What's the first thing you check when an untouched unix server starts going berserk?

Question

So you have this neatly setup unix server and it's super fast and works swell and everything is great for months, and suddenly all kinds of weird errors start showing up for a variety of different services and none of them make a lot of sense on their own, much less together.

What are cheap things you should check as soon as you get your ssh session to the machine?

I'm specially interested in trauma stories that highlight non-obvious commands and rare situations, but I guess what's obvious varies from person to person, so we can just list them all freely.

Avery Payne · Accepted Answer · 2009-06-10T08:19:01.790

First Order: Is it responsive?

If you can't log in, there's bigger problems afoot.
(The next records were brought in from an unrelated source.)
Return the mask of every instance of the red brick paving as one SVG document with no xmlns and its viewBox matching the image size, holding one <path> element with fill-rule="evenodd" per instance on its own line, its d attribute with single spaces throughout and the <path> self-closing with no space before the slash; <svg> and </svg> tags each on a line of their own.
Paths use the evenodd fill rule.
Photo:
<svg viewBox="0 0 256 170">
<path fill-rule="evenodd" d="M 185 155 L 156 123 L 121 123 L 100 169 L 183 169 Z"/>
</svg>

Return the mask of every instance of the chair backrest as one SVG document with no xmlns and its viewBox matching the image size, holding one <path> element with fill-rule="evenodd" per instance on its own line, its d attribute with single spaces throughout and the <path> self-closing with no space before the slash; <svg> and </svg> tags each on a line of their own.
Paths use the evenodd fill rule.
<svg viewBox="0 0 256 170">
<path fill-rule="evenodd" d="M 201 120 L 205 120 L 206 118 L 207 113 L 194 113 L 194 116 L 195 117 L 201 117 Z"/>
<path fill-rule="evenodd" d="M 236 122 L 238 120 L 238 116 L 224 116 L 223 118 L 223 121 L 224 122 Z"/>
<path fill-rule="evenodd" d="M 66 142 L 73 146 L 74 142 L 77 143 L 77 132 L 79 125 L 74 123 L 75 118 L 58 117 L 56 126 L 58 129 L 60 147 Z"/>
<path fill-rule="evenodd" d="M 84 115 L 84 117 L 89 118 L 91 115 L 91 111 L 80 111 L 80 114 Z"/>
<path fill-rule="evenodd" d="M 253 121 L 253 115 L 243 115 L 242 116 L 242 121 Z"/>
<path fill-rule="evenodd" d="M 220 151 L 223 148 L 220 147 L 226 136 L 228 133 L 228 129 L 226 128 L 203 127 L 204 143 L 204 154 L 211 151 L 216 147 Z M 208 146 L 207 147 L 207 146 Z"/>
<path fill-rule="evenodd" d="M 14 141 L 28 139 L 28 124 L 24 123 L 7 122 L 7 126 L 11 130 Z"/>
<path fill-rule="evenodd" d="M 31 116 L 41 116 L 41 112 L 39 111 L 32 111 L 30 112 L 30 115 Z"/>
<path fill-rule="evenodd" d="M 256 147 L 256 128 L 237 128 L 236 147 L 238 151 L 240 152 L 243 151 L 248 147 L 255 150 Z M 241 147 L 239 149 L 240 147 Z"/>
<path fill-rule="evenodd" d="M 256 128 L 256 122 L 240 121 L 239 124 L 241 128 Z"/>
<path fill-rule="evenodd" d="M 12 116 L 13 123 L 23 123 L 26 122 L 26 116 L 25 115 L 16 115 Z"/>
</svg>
This generally comes in two flavors: hardware failure, and software failure. Both are potentially catastrophic. To prevent DFA errors, check the general hardware health first - a simple glance-over usually will suffice.

Second Order: Are the system's underlying structures in good health and order?

Check the "Golden Triad" of systems:

Enough CPU time is free for processing
Enough disk space is free for storage
Enough memory is free for workloads

In the last few decades, the triad has expanded into a "quad" which includes communications (networking):

Connectivity is functional, responsive, and has capacity

Third Order: What is the severity of the issue?

What programs or services are affected? In decreasing order of severity, is it systemic (system-wide), clustered (a group of programs), or isolated (a specific program)? Clusters of programs typically are tripping up because a specific underlying service has failed or gone unresponsive. Systemic issues are sometimes related to this (think DNS or IP conflicts) but knowing where to look is usually the key.

Fourth Order: Are diagnostic tools providing useful data relevant to the issue? Now that you have info about the health of the system (second order) and what parts of it are experiencing issues (third order) this should make it easy to narrow down where the problem is.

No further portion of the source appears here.